Here is a realistic example: an event dispatcher that stores delegates of different types and invokes them dynamically.

```csharp
using System;
using System.Collections.Generic;

class EventDispatcher
{
    private Dictionary<string, Delegate> handlers = new();

    public void Register(string eventName, Delegate handler)
    {
        handlers[eventName] = handler;
    }

    public object Dispatch(string eventName, params object[] args)
    {
        if (handlers.TryGetValue(eventName, out var handler))
        {
            return handler.DynamicInvoke(args);
        }
        throw new InvalidOperationException($"No handler for {eventName}");
    }
}

class Program
{
    static void Main()
    {
        var dispatcher = new EventDispatcher();

        // Register handlers with different signatures
        dispatcher.Register("greet", new Func<string, string>(
            name => $"Hello, {name}!"
        ));
        dispatcher.Register("add", new Func<int, int, int>(
            (a, b) => a + b
        ));

        Console.WriteLine(dispatcher.Dispatch("greet", "Alice"));  // Hello, Alice!
        Console.WriteLine(dispatcher.Dispatch("add", 3, 7));        // 10
    }
}
```

In this case, `DynamicInvoke` is necessary because the dispatcher does not know the delegate signatures at compile time. The dictionary stores the base `Delegate` type, so `Invoke` is not available.

## Common Pitfalls

1. **Using DynamicInvoke when Invoke would work.** If you have the concrete delegate type, always prefer `Invoke`. The performance difference is too large to ignore in hot paths.
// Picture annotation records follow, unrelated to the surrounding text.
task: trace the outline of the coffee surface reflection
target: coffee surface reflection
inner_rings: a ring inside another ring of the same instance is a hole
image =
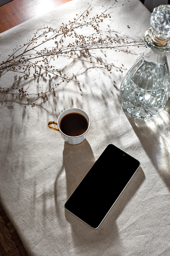
[[[60,130],[68,136],[79,136],[87,131],[88,127],[87,120],[79,113],[67,114],[62,118],[60,123]]]

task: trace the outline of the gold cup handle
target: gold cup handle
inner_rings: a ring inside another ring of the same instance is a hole
[[[51,125],[50,124],[56,124],[58,125],[57,122],[55,121],[50,121],[48,123],[48,127],[52,130],[58,131],[59,132],[59,129],[57,127],[54,127],[54,126]]]

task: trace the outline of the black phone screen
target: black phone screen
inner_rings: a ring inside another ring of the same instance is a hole
[[[138,160],[109,144],[68,199],[65,208],[98,228],[139,166]]]

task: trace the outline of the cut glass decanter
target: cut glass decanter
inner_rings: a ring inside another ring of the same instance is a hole
[[[147,49],[123,78],[119,100],[133,117],[146,119],[164,109],[169,94],[170,5],[155,8],[145,33]]]

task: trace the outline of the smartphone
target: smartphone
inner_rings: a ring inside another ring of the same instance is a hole
[[[68,199],[65,209],[97,228],[139,166],[138,160],[109,144]]]

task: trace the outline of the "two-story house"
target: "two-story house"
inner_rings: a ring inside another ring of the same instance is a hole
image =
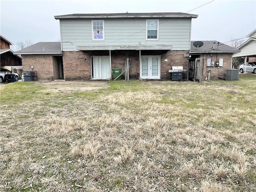
[[[40,42],[15,52],[38,79],[108,79],[112,68],[130,78],[169,79],[172,66],[187,68],[192,19],[183,13],[72,14],[60,20],[61,42]]]
[[[196,15],[183,13],[72,14],[60,20],[64,79],[107,79],[111,68],[130,76],[169,79],[174,65],[187,67],[191,23]]]

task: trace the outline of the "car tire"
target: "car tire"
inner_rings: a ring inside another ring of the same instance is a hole
[[[243,70],[243,69],[240,69],[240,73],[244,73],[244,70]]]

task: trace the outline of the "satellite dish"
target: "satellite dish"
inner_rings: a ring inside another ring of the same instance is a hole
[[[204,45],[204,43],[203,43],[202,41],[195,41],[194,43],[193,43],[193,45],[194,46],[197,48],[197,50],[198,50],[198,48],[202,47],[203,45]]]

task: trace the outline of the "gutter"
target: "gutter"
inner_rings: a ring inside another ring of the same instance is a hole
[[[57,19],[94,19],[94,18],[197,18],[198,15],[195,15],[195,16],[184,16],[184,15],[178,15],[177,16],[54,16],[54,18]]]
[[[13,53],[14,55],[62,55],[62,51],[61,52],[14,52]]]

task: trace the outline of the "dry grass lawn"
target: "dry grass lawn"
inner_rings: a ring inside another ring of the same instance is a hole
[[[255,75],[0,90],[0,191],[255,191]]]

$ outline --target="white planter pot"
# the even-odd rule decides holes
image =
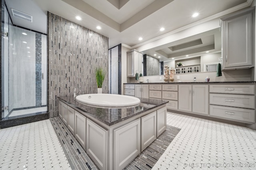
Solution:
[[[102,94],[102,88],[98,88],[98,93]]]

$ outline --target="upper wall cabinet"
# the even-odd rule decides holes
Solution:
[[[254,66],[255,7],[221,18],[223,70]]]
[[[142,53],[134,49],[127,51],[127,77],[135,77],[142,73]]]

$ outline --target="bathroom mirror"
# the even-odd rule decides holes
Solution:
[[[187,68],[194,66],[199,66],[200,72],[214,71],[221,58],[221,31],[215,29],[142,52],[146,76],[161,74],[165,64],[170,68],[186,68],[185,73],[191,72]],[[159,70],[151,72],[149,68],[152,68]]]

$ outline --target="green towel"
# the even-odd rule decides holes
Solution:
[[[219,63],[218,64],[218,66],[217,66],[217,74],[216,75],[216,76],[219,77],[222,76],[221,65],[220,64],[220,63]]]
[[[136,73],[135,74],[135,78],[137,80],[139,80],[139,73],[138,73],[138,72]]]

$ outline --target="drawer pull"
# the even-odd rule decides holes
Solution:
[[[234,100],[225,100],[225,102],[234,102]]]
[[[228,111],[225,111],[225,113],[227,113],[227,114],[230,114],[230,115],[234,115],[235,114],[235,113],[234,113],[228,112]]]
[[[233,88],[225,88],[225,90],[234,90],[234,89]]]

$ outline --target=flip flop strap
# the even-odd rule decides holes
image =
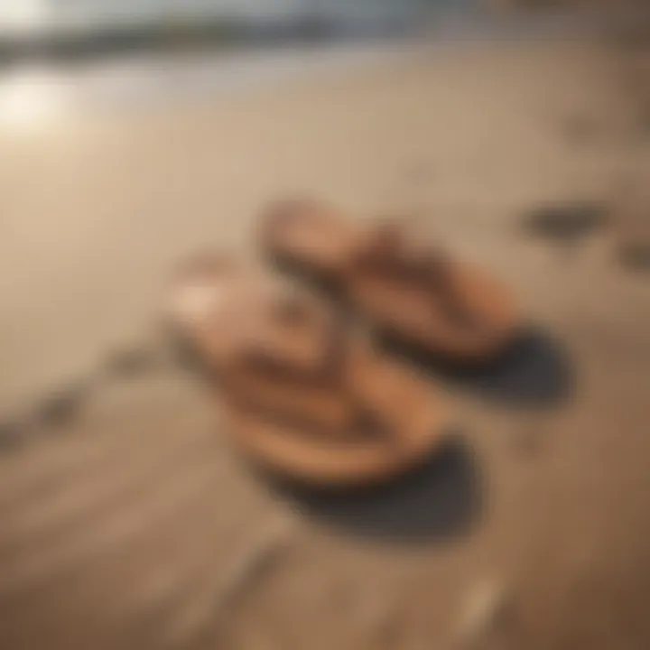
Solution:
[[[322,353],[316,364],[292,362],[284,350],[271,346],[252,346],[244,354],[246,363],[278,381],[290,381],[297,387],[309,385],[339,392],[341,398],[348,401],[352,414],[350,422],[358,432],[389,437],[390,427],[384,422],[381,410],[367,404],[353,386],[346,385],[348,337],[340,318],[332,318],[323,327]],[[252,402],[246,401],[251,405]],[[291,413],[277,413],[275,415],[291,418]],[[302,423],[309,428],[308,423]]]
[[[353,264],[365,272],[422,287],[452,322],[467,325],[473,320],[454,285],[450,260],[431,245],[414,245],[403,223],[391,220],[376,227],[358,249]]]

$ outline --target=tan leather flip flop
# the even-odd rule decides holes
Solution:
[[[312,299],[207,255],[175,278],[171,317],[218,379],[233,441],[266,469],[361,484],[425,460],[442,441],[431,387]]]
[[[379,330],[450,361],[494,358],[521,325],[497,282],[398,221],[355,224],[324,204],[286,201],[263,216],[261,244],[283,267],[335,287]]]

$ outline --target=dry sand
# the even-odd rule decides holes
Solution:
[[[5,126],[0,404],[94,384],[0,456],[0,647],[647,647],[647,274],[618,264],[616,218],[569,248],[522,228],[618,200],[635,119],[599,48],[474,43]],[[379,494],[270,490],[189,376],[99,373],[154,336],[175,261],[250,255],[294,191],[415,210],[535,323],[499,372],[439,378],[458,441]]]

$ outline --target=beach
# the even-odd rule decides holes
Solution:
[[[92,387],[73,422],[0,455],[0,646],[645,647],[650,292],[616,243],[647,145],[610,53],[304,56],[235,62],[230,86],[207,62],[130,81],[79,64],[36,84],[56,87],[51,111],[0,111],[2,413]],[[534,332],[504,376],[435,376],[450,449],[365,501],[271,489],[214,391],[169,363],[107,376],[121,350],[160,349],[179,261],[255,264],[257,216],[287,195],[413,215],[506,283]],[[526,230],[576,202],[606,225],[571,246]],[[250,557],[268,566],[232,569]]]

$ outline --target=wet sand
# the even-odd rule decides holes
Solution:
[[[614,246],[646,153],[600,48],[423,47],[52,117],[0,132],[0,404],[89,396],[0,455],[0,646],[415,650],[472,626],[478,647],[647,645],[650,292]],[[295,191],[415,211],[534,325],[490,373],[434,371],[457,440],[378,494],[271,489],[205,387],[165,359],[107,370],[158,349],[176,261],[252,256],[256,213]],[[571,246],[525,228],[571,201],[614,209]]]

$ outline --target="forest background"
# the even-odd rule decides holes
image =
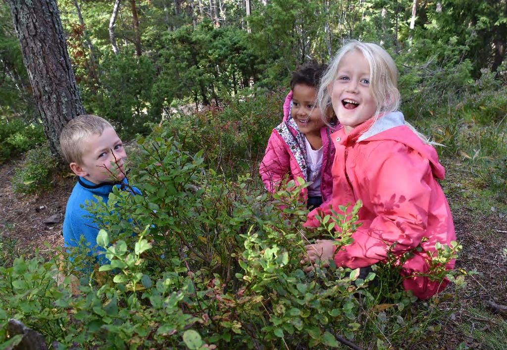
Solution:
[[[44,189],[58,186],[57,179],[61,177],[58,174],[65,171],[58,167],[57,156],[46,144],[45,121],[38,113],[8,2],[0,5],[0,164],[19,164],[12,179],[14,189],[37,196],[47,191]],[[25,322],[31,320],[29,325],[37,328],[47,339],[65,346],[78,342],[90,346],[185,344],[191,348],[205,343],[220,347],[243,343],[257,348],[327,346],[336,345],[331,335],[338,332],[363,345],[371,345],[373,335],[372,346],[379,348],[431,347],[436,344],[451,348],[501,348],[507,336],[507,325],[501,316],[505,309],[501,307],[505,304],[507,289],[507,278],[501,272],[507,266],[507,2],[62,0],[58,7],[84,109],[111,121],[124,139],[136,139],[131,150],[136,164],[132,166],[132,180],[147,184],[142,190],[149,199],[136,203],[140,206],[138,210],[128,213],[139,223],[137,237],[148,235],[147,242],[153,253],[141,259],[148,248],[135,249],[143,269],[135,270],[137,268],[132,268],[126,260],[114,266],[125,268],[128,279],[113,281],[112,276],[109,279],[106,276],[98,286],[81,281],[89,296],[79,306],[70,299],[55,305],[55,300],[64,292],[51,285],[49,277],[30,281],[26,286],[13,284],[14,277],[4,279],[0,288],[9,291],[6,295],[28,293],[39,304],[27,305],[21,298],[14,302],[12,298],[5,297],[4,303],[0,304],[6,310],[0,309],[0,317],[3,312],[5,317],[0,320],[14,314]],[[262,194],[257,166],[271,129],[281,118],[291,72],[311,59],[328,62],[343,40],[349,38],[378,43],[390,52],[400,71],[402,111],[423,133],[445,145],[438,148],[448,174],[443,186],[455,216],[458,240],[464,246],[463,262],[459,266],[463,271],[477,269],[479,274],[467,275],[468,286],[464,291],[448,293],[454,296],[443,298],[440,302],[417,304],[401,294],[379,292],[381,296],[367,305],[346,290],[341,292],[343,302],[331,302],[319,295],[325,299],[320,300],[322,305],[338,303],[333,304],[336,307],[327,317],[345,325],[330,330],[325,325],[332,322],[327,318],[317,317],[305,323],[312,318],[301,316],[307,312],[302,304],[295,306],[297,303],[294,300],[280,301],[283,293],[280,291],[277,299],[269,294],[273,286],[258,286],[252,282],[255,276],[269,279],[276,275],[279,283],[281,278],[287,285],[294,284],[294,288],[287,290],[302,297],[308,294],[307,286],[311,283],[297,272],[297,264],[291,265],[291,259],[278,261],[273,258],[274,251],[273,256],[264,256],[267,249],[283,247],[290,257],[295,248],[272,234],[286,229],[283,222],[254,202],[257,199],[273,209]],[[163,149],[172,157],[161,157]],[[176,174],[161,178],[156,168],[159,163],[165,167],[163,173]],[[201,174],[198,179],[198,173]],[[196,190],[204,188],[211,189],[207,190],[210,192]],[[165,189],[163,193],[160,193],[161,189]],[[192,200],[187,198],[184,205],[183,195],[178,193]],[[287,196],[286,199],[291,200],[290,194],[280,196],[277,200]],[[160,201],[162,198],[169,198],[164,199],[163,205]],[[132,204],[129,200],[117,198],[109,204],[127,208]],[[143,205],[144,211],[141,210]],[[164,205],[178,208],[179,214],[171,213],[178,219],[170,224],[167,217],[154,217],[149,212],[156,209],[160,212]],[[199,216],[189,209],[192,205],[209,215]],[[238,207],[243,211],[239,212]],[[290,207],[294,211],[291,212],[294,216],[292,224],[296,227],[301,212],[297,204]],[[108,213],[106,206],[95,209]],[[116,241],[117,246],[119,237],[129,247],[130,243],[139,243],[122,234],[122,230],[131,228],[121,227],[114,218],[109,219],[102,224],[111,237],[102,243]],[[147,233],[141,223],[154,223],[157,228]],[[56,261],[32,258],[30,252],[30,258],[35,259],[30,261],[36,262],[25,263],[21,257],[26,252],[11,244],[9,232],[15,229],[15,224],[4,221],[0,226],[4,230],[0,246],[5,255],[3,275],[19,277],[30,268],[46,269],[48,275],[51,275]],[[167,232],[164,231],[175,226],[180,228],[175,241],[165,236]],[[195,232],[190,233],[191,230]],[[254,238],[259,241],[250,240],[252,230],[259,235]],[[240,234],[243,239],[234,241],[231,238]],[[171,244],[179,244],[181,249],[173,251]],[[258,248],[259,256],[248,244]],[[230,256],[226,254],[236,250]],[[195,251],[190,262],[181,254],[189,250]],[[478,252],[481,256],[475,255]],[[126,250],[113,253],[118,259],[127,259]],[[170,263],[160,261],[157,257],[163,254],[172,257]],[[17,260],[13,260],[15,257]],[[268,262],[259,262],[263,259]],[[253,261],[260,265],[255,268],[242,265],[242,262]],[[206,270],[204,267],[212,263],[220,268]],[[65,268],[73,270],[71,267]],[[129,272],[133,268],[135,271]],[[169,271],[176,275],[168,277]],[[282,271],[287,274],[283,278],[278,274]],[[197,271],[199,276],[191,271]],[[171,278],[177,283],[167,282]],[[342,275],[339,279],[343,278]],[[160,281],[166,284],[159,285],[157,281]],[[248,282],[243,286],[248,292],[244,297],[249,299],[234,303],[232,299],[245,293],[242,281]],[[358,288],[364,282],[356,283]],[[32,283],[51,285],[54,295],[41,295],[33,288],[27,291],[27,286]],[[127,288],[124,286],[122,290],[118,284]],[[217,287],[221,284],[223,288]],[[137,300],[136,296],[140,294],[135,290],[139,284],[146,290],[146,297]],[[315,290],[316,287],[312,288]],[[170,292],[176,290],[188,300],[172,301],[173,311],[177,309],[181,317],[177,322],[171,320],[169,327],[157,298],[168,299]],[[210,290],[214,291],[214,299],[209,296]],[[93,298],[89,296],[92,295]],[[62,313],[53,318],[42,312],[43,316],[35,317],[33,310],[39,309],[41,303],[48,310],[58,309]],[[94,309],[98,305],[104,306],[108,321],[104,321],[105,314]],[[228,313],[224,305],[236,312]],[[307,306],[315,312],[312,308],[316,306]],[[271,316],[266,317],[260,308]],[[142,331],[135,327],[128,330],[115,328],[119,320],[123,324],[141,323],[134,319],[134,314],[122,314],[122,309],[135,310],[138,317],[144,313],[145,318],[151,312],[155,324],[143,326]],[[82,318],[68,316],[69,310]],[[319,310],[317,316],[325,312]],[[209,314],[213,312],[216,319],[210,320]],[[257,318],[253,319],[250,314]],[[470,317],[478,320],[474,323]],[[302,320],[301,324],[294,323],[293,319],[298,318]],[[53,326],[51,322],[54,322],[59,330],[41,326],[43,321]],[[90,323],[93,327],[84,325]],[[361,334],[357,332],[360,328]],[[197,330],[198,339],[188,333],[191,328]],[[436,330],[437,335],[432,333]],[[0,336],[3,334],[0,331]],[[77,340],[76,334],[80,335]],[[459,335],[452,339],[450,334]],[[4,335],[8,337],[7,333]],[[189,340],[190,335],[198,339],[196,342]],[[19,340],[5,339],[11,343]]]

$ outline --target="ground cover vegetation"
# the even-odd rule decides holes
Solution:
[[[304,239],[332,236],[330,219],[303,230],[297,191],[268,196],[257,166],[292,71],[310,58],[327,62],[344,39],[374,41],[396,62],[406,117],[445,145],[448,171],[473,174],[465,182],[451,172],[446,194],[462,195],[470,216],[492,212],[505,222],[504,2],[131,0],[115,21],[110,2],[58,5],[85,109],[135,137],[129,177],[143,196],[115,193],[90,208],[102,218],[97,243],[111,262],[93,269],[77,250],[51,247],[49,258],[0,237],[0,344],[20,341],[5,327],[15,318],[55,348],[328,348],[342,340],[502,348],[507,324],[484,305],[467,312],[494,320],[489,329],[452,325],[465,308],[463,279],[480,275],[458,269],[449,276],[455,287],[424,301],[402,291],[393,260],[360,278],[333,266],[304,272]],[[27,151],[15,187],[37,192],[58,168],[10,21],[3,3],[0,163]],[[461,249],[442,247],[434,261]],[[449,327],[474,340],[443,338]]]

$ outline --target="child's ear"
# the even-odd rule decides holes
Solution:
[[[81,166],[76,162],[71,163],[69,164],[69,166],[70,167],[70,170],[72,170],[73,172],[78,176],[84,178],[88,174],[88,173],[85,171]]]

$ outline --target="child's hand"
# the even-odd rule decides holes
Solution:
[[[334,257],[336,246],[333,244],[333,241],[329,239],[317,239],[316,243],[308,244],[305,247],[306,250],[306,256],[301,260],[302,264],[310,262],[313,262],[318,259],[324,263],[324,267],[329,266],[329,260],[332,260]],[[305,269],[305,271],[311,269],[311,268]]]

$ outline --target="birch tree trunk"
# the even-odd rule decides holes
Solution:
[[[86,41],[86,45],[88,47],[90,51],[90,73],[93,77],[93,79],[99,84],[98,78],[97,76],[97,60],[95,59],[95,53],[94,53],[93,45],[92,45],[92,41],[90,39],[90,36],[88,35],[88,30],[86,30],[86,26],[85,25],[85,21],[83,19],[83,15],[81,14],[81,9],[79,6],[78,0],[74,0],[74,7],[78,13],[78,17],[79,18],[79,24],[83,28],[83,34]]]
[[[111,46],[113,47],[113,52],[115,55],[118,54],[118,47],[116,46],[116,37],[115,36],[115,22],[116,21],[116,16],[118,15],[118,10],[120,9],[120,0],[115,2],[115,6],[113,8],[113,14],[109,21],[109,39],[111,41]]]
[[[55,0],[7,0],[49,147],[60,153],[63,126],[85,113]]]

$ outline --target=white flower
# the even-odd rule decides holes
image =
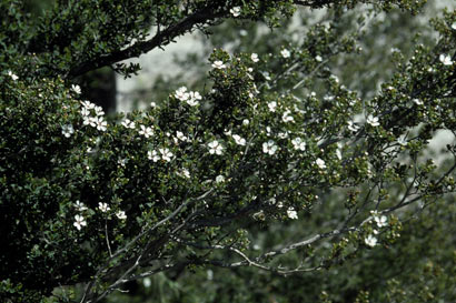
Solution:
[[[269,111],[275,112],[277,108],[277,102],[272,101],[268,103]]]
[[[374,117],[374,115],[371,115],[371,114],[369,114],[369,115],[367,117],[366,122],[367,122],[368,124],[373,125],[373,127],[378,127],[378,125],[380,125],[380,123],[378,122],[378,117]]]
[[[117,164],[121,165],[122,168],[125,168],[125,164],[127,163],[127,159],[119,159],[117,160]]]
[[[262,143],[262,152],[268,154],[274,154],[277,151],[278,147],[272,140]]]
[[[287,215],[289,219],[295,219],[295,220],[298,219],[298,213],[295,211],[294,208],[289,208],[287,210]]]
[[[116,213],[116,216],[119,218],[120,220],[126,220],[127,219],[127,214],[125,214],[125,211],[118,211]]]
[[[174,156],[172,152],[169,151],[169,149],[159,149],[158,150],[161,153],[161,159],[169,162],[171,161],[171,158]]]
[[[348,129],[353,132],[356,132],[359,130],[359,127],[354,121],[348,121],[347,124],[348,124]]]
[[[407,145],[407,140],[406,140],[405,137],[400,137],[400,138],[397,139],[397,143],[405,147],[405,145]]]
[[[176,137],[177,137],[177,139],[179,139],[180,141],[187,141],[187,140],[188,140],[188,138],[187,138],[186,135],[184,135],[184,132],[181,132],[181,131],[177,131],[177,132],[176,132]]]
[[[221,174],[216,176],[216,183],[221,183],[225,182],[225,176],[222,176]]]
[[[287,122],[294,122],[295,119],[293,118],[293,115],[289,115],[291,112],[289,110],[286,110],[284,112],[284,114],[281,115],[281,120],[287,123]]]
[[[81,88],[79,85],[71,84],[71,89],[77,94],[81,94]]]
[[[80,231],[82,226],[87,225],[86,220],[80,214],[75,215],[75,220],[76,222],[73,223],[73,225],[78,229],[78,231]]]
[[[229,12],[232,14],[232,17],[239,17],[240,16],[240,7],[234,7],[232,9],[229,10]]]
[[[449,55],[449,54],[440,54],[439,57],[438,57],[438,60],[440,60],[440,62],[444,64],[444,65],[453,65],[453,61],[452,61],[452,57]]]
[[[187,169],[182,169],[181,175],[185,178],[190,178],[190,172]]]
[[[199,92],[190,91],[188,93],[187,104],[189,104],[190,107],[196,107],[199,104],[198,100],[201,100],[201,99],[202,97],[201,94],[199,94]]]
[[[187,101],[190,98],[190,94],[187,92],[186,87],[181,87],[176,90],[175,97],[176,99],[179,99],[180,101]]]
[[[341,160],[341,151],[339,149],[336,150],[336,156]]]
[[[62,134],[63,134],[66,138],[70,138],[71,134],[73,134],[73,133],[75,133],[75,129],[72,128],[71,124],[62,125]]]
[[[212,68],[222,70],[222,69],[226,69],[227,65],[225,65],[224,61],[217,60],[217,61],[214,61]]]
[[[81,114],[83,118],[89,117],[90,115],[90,110],[88,108],[82,108],[81,109]]]
[[[280,138],[280,139],[287,139],[288,138],[288,132],[279,132],[277,134],[277,137]]]
[[[417,105],[423,105],[423,101],[422,100],[419,100],[419,99],[412,99],[412,101],[414,101],[414,103],[415,104],[417,104]]]
[[[209,147],[209,153],[210,154],[221,154],[224,147],[220,145],[220,143],[217,140],[214,140],[208,144]]]
[[[139,130],[139,134],[142,134],[146,138],[153,135],[152,128],[149,128],[149,127],[146,128],[145,125],[140,125],[140,128],[141,129]]]
[[[95,107],[96,107],[96,104],[93,104],[92,102],[90,102],[90,101],[81,101],[81,104],[82,104],[82,107],[85,107],[86,109],[88,109],[88,110],[91,110],[91,109],[95,109]]]
[[[377,238],[373,236],[371,234],[369,234],[364,242],[369,245],[370,248],[374,248],[375,245],[377,245]]]
[[[102,212],[107,212],[110,210],[110,208],[108,206],[108,203],[102,203],[102,202],[98,203],[98,209]]]
[[[306,142],[304,142],[299,137],[291,140],[291,144],[295,150],[305,151],[306,150]]]
[[[337,78],[337,75],[335,74],[329,75],[329,79],[331,79],[336,83],[339,83],[339,78]]]
[[[97,123],[98,123],[98,118],[97,117],[83,117],[82,124],[96,128]]]
[[[106,127],[108,125],[108,122],[106,122],[102,117],[96,117],[95,121],[97,123],[97,130],[106,131]]]
[[[284,58],[289,58],[289,57],[291,55],[290,51],[287,50],[287,49],[282,49],[282,50],[280,51],[280,54],[281,54],[281,57],[284,57]]]
[[[246,145],[246,139],[241,138],[239,134],[234,134],[232,139],[235,139],[235,142],[239,145]]]
[[[129,119],[126,119],[123,122],[122,122],[122,125],[125,127],[125,128],[127,128],[127,129],[135,129],[135,122],[133,121],[130,121]]]
[[[160,160],[160,156],[158,155],[157,151],[148,151],[147,158],[149,160],[152,160],[153,162],[157,162],[158,160]]]
[[[11,77],[11,79],[12,79],[13,81],[16,81],[16,80],[19,79],[19,77],[17,77],[12,71],[8,71],[8,75]]]
[[[101,108],[101,107],[95,107],[95,114],[96,114],[96,115],[105,115],[103,108]]]
[[[317,160],[315,160],[315,164],[317,164],[318,168],[320,168],[320,170],[326,169],[325,160],[323,160],[323,159],[320,159],[320,158],[318,158]]]
[[[386,215],[380,215],[380,216],[375,216],[374,218],[375,223],[377,223],[378,228],[384,228],[386,225],[388,225],[388,218],[386,218]]]
[[[76,200],[75,208],[76,208],[79,212],[87,210],[86,205],[85,205],[83,203],[79,202],[79,200]]]

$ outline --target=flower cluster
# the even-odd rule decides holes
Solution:
[[[106,122],[103,118],[105,111],[102,110],[102,108],[97,107],[90,101],[82,101],[81,104],[81,114],[83,119],[82,124],[97,128],[97,130],[99,131],[106,131],[108,122]]]
[[[66,138],[70,138],[71,134],[73,134],[73,133],[75,133],[75,129],[73,129],[72,124],[62,125],[62,134]]]
[[[170,162],[174,158],[174,154],[169,149],[158,149],[158,152],[156,150],[148,151],[147,158],[149,160],[152,160],[153,162],[158,162],[160,160],[163,160],[165,162]]]
[[[152,127],[145,127],[145,125],[139,125],[140,130],[138,133],[140,135],[143,135],[146,138],[152,137],[153,135],[153,128]]]
[[[217,140],[209,142],[208,148],[210,154],[222,154],[224,152],[224,147]]]
[[[306,142],[303,141],[299,137],[291,140],[291,144],[297,151],[305,151],[306,150]]]
[[[262,143],[262,152],[267,154],[275,154],[277,151],[278,147],[276,145],[276,142],[272,140],[269,140],[268,142]]]
[[[224,61],[217,60],[217,61],[214,61],[212,68],[222,70],[222,69],[226,69],[227,65],[224,63]]]
[[[187,102],[190,107],[196,107],[202,99],[201,94],[197,91],[187,91],[186,87],[181,87],[175,92],[176,99]]]
[[[374,248],[375,245],[377,245],[378,239],[375,236],[375,234],[378,234],[379,231],[378,229],[385,228],[388,225],[388,218],[386,215],[380,215],[377,211],[371,211],[370,212],[373,218],[374,218],[374,222],[376,224],[376,228],[374,229],[374,235],[369,234],[364,242],[366,243],[366,245]]]
[[[83,212],[83,211],[87,210],[87,206],[86,206],[83,203],[79,202],[79,200],[76,201],[75,208],[76,208],[76,210],[77,210],[78,212]],[[86,226],[86,225],[87,225],[87,221],[86,221],[86,219],[85,219],[81,214],[75,215],[73,226],[75,226],[78,231],[80,231],[80,230],[82,229],[82,226]]]

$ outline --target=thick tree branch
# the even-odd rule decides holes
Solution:
[[[133,46],[128,47],[123,50],[115,51],[105,55],[99,55],[90,61],[82,62],[73,67],[69,71],[67,78],[75,78],[89,71],[115,64],[122,60],[137,58],[156,48],[167,46],[172,41],[172,39],[191,31],[194,27],[200,24],[209,24],[217,18],[224,17],[226,13],[227,12],[224,10],[215,11],[214,8],[206,7],[202,10],[199,10],[188,16],[180,22],[177,22],[176,24],[172,24],[165,30],[158,31],[156,36],[153,36],[153,38],[151,38],[150,40],[137,42]]]

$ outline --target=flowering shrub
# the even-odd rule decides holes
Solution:
[[[278,11],[293,10],[293,1],[266,1],[265,8],[200,2],[186,11],[167,6],[177,10],[175,18],[211,10],[212,18],[267,17],[271,23]],[[70,75],[135,55],[123,47],[133,39],[142,41],[139,47],[148,43],[140,28],[127,32],[131,40],[81,51],[82,59],[65,48],[52,57],[49,44],[37,46],[39,54],[23,54],[17,46],[18,60],[0,57],[0,290],[27,301],[86,283],[81,302],[96,302],[128,281],[171,269],[255,266],[286,275],[394,243],[402,226],[397,210],[455,191],[454,144],[446,148],[453,164],[443,172],[424,155],[435,130],[456,129],[455,18],[447,13],[436,21],[440,42],[418,46],[414,60],[398,61],[403,72],[369,100],[324,65],[337,53],[356,51],[356,40],[316,27],[301,48],[278,49],[268,59],[216,49],[207,90],[176,88],[145,111],[112,119],[82,98]],[[108,19],[101,16],[93,27]],[[179,34],[171,24],[170,33]],[[61,38],[58,28],[47,30],[33,39]],[[79,34],[78,49],[89,44],[87,32]],[[29,75],[31,62],[37,71]],[[269,65],[281,70],[265,77]],[[128,74],[130,68],[118,70]],[[251,226],[311,215],[319,194],[331,190],[346,201],[337,229],[250,250]],[[329,252],[317,246],[327,239]],[[321,254],[307,264],[272,262],[313,245]]]

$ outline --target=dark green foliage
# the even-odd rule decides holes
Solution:
[[[1,301],[100,302],[149,276],[163,302],[201,301],[195,282],[207,302],[453,300],[454,252],[427,246],[454,244],[433,220],[454,219],[455,145],[438,163],[425,148],[456,125],[456,14],[374,91],[336,75],[366,73],[346,67],[370,42],[345,11],[356,2],[0,1]],[[394,4],[419,9],[379,7]],[[139,67],[121,60],[226,19],[274,28],[296,6],[333,8],[330,26],[217,48],[201,93],[167,88],[105,118],[75,83],[129,77]]]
2. **Swallowing inner exceptions.** `DynamicInvoke` wraps any exception thrown by the target method in a `TargetInvocationException`. If you catch exceptions, remember to unwrap the `InnerException` to get the actual error.

    ```csharp
    try
    {
        op.DynamicInvoke(args);
    }
    catch (System.Reflection.TargetInvocationException ex)
    {
        // The real exception is inside
        Console.WriteLine(ex.InnerException.Message);
    }
    ```

3. **Argument count mismatches.** `DynamicInvoke` throws `TargetParameterCountException` if you pass the wrong number of arguments. Unlike `Invoke`, the compiler cannot catch this at build time.

4. **Boxing overhead with value types.** Every `int`, `bool`, `double`, or struct argument gets boxed when passed through `object[]`. In tight loops, this creates significant GC pressure. If performance matters, find a way to use the typed `Invoke` instead.

## Summary

`Invoke` is the fast, type-safe, compile-time-checked way to call a delegate. `DynamicInvoke` is the flexible, runtime-checked alternative that works when you only have a base `Delegate` reference. In everyday application code, you should almost always use `Invoke` (or its shorthand syntax). Reserve `DynamicInvoke` for framework-level scenarios like plugin systems, event dispatchers, or serialization engines where delegate types are not known until runtime.